The agent conversation has matured from impressive browser demos into repeatable operating patterns. The strongest teams are not asking for unlimited autonomy. They define what the agent may do, what it must verify, when it must stop, and which actions require a human approval step. This turns agents into controlled workflow components rather than unpredictable black boxes.

  • Planner-executor-reviewer loops are easier to debug than opaque autonomy.
  • Tool logs and state snapshots matter as much as the model prompt.
  • Useful agents often operate inside narrow business workflows.

Where teams are seeing value

The best early use cases are work streams that already have a visible process: vendor research, ticket triage, sales account preparation, pull request summaries, compliance checks, and recurring reports. These jobs have enough structure for an agent to follow and enough repetition to justify workflow investment.

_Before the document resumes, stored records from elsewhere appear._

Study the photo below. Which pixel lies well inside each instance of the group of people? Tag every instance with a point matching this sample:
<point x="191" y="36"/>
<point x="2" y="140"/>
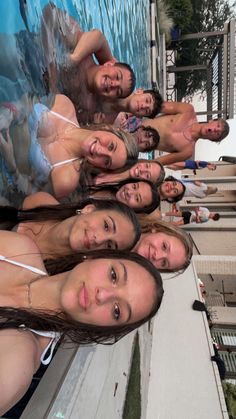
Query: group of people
<point x="79" y="257"/>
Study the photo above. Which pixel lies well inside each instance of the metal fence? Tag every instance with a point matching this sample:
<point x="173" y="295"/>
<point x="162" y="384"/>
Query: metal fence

  • Research workflows benefit from source collection and synthesis.
  • Engineering workflows benefit from repo context, tests, and review summaries.
  • Operations workflows benefit from routing, enrichment, and draft communication.

How to apply it

Start with read-only access and a narrow task. Ask the agent to create a plan, execute one step, show evidence, and wait for approval before moving to the next step. Once the behavior is stable, add limited write actions such as creating a draft, opening a ticket, or updating a non-critical field.

Risks to watch

The failure mode is not only hallucination. Agents can also call the wrong tool, use stale context, loop without progress, or make a correct-looking change in the wrong system. Production agent workflows need logs, retry limits, permission boundaries, and human review for irreversible actions.